Tuesday, July 12, 2005

fyi Subway Fracas Escalates Into Test Of the Internet's Power to Shame

All:

Pointer to article:
http://www.washingtonpost.com/wp-dyn/content/article/2005/07/06/AR2005070601953_pf.html

Kobielus kommentary:
Tell you what makes me shudder: this notion of “flash mobs” that materialize out of seemingly nowhere in physical space, focused on some particular place and time, driven by a common communication thread (IM, e-mail, SMS, VoIP, etc.) visible only to themselves. Sounds like a key new strategy of terrorism, guerilla warfare, and bullying everywhere. Though flash mobs, in their initial incarnation, have mostly emerged for benign reasons.

This article points to a related phenomenon: virtual teams on the Internet that emerge to humiliate someone who may or may not deserve it. This South Korean lady’s minor offense apparently was failure to scoop her dog’s poop on the subway. It’s also been said that the lady was recalcitrant and belligerent. She wasn’t without blame.

But some unkind people on her train took their grievance way too far. They took phonepics of her and her offending doggy doo, posted them to the Web, urged others to dig up other doo doo on her personal life, and post that as well. Before long, the public humiliation got out of control, and the lady was so shamed that she had to quit her job.

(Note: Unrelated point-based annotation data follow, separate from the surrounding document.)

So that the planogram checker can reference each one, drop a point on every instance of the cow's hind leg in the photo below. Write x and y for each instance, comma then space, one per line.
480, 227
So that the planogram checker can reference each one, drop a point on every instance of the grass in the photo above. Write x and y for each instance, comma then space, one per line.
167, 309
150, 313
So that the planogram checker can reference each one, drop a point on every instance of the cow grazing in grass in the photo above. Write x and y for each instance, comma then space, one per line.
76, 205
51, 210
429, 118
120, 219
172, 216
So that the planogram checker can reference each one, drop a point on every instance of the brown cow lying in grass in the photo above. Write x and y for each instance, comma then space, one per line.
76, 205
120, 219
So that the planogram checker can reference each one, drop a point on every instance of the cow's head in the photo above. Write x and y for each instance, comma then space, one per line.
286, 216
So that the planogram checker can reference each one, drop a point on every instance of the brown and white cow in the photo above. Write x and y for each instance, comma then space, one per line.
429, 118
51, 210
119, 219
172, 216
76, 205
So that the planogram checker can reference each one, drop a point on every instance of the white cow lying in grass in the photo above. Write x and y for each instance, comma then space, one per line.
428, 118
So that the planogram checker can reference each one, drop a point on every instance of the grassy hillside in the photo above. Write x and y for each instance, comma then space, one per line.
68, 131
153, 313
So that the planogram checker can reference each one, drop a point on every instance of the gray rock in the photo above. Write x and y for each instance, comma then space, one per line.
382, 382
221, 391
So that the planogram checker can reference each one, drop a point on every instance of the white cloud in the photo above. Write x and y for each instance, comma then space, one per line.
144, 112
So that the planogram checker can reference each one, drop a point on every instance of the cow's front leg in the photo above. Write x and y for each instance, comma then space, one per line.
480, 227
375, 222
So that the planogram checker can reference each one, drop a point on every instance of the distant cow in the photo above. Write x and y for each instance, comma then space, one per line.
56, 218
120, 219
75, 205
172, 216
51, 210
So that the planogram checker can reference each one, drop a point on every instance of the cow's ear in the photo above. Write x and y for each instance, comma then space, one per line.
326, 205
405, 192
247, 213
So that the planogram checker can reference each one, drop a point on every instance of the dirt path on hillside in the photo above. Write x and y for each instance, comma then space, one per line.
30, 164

Do some people have nothing better to do with their time than heap cruel abuse on strangers over extremely petty offenses? It’s clear that many people hide behind anonymity and distance in order to engage in reckless endangerment. That’s why the world’s swarming with viruses, worms, and their ilk. Now this “Dog Poop Girl” incident underlines the human analog of malware: people joining online forces to inflict personal pain on other people.

It’s the evil side of collaboration. Call it mallaboration.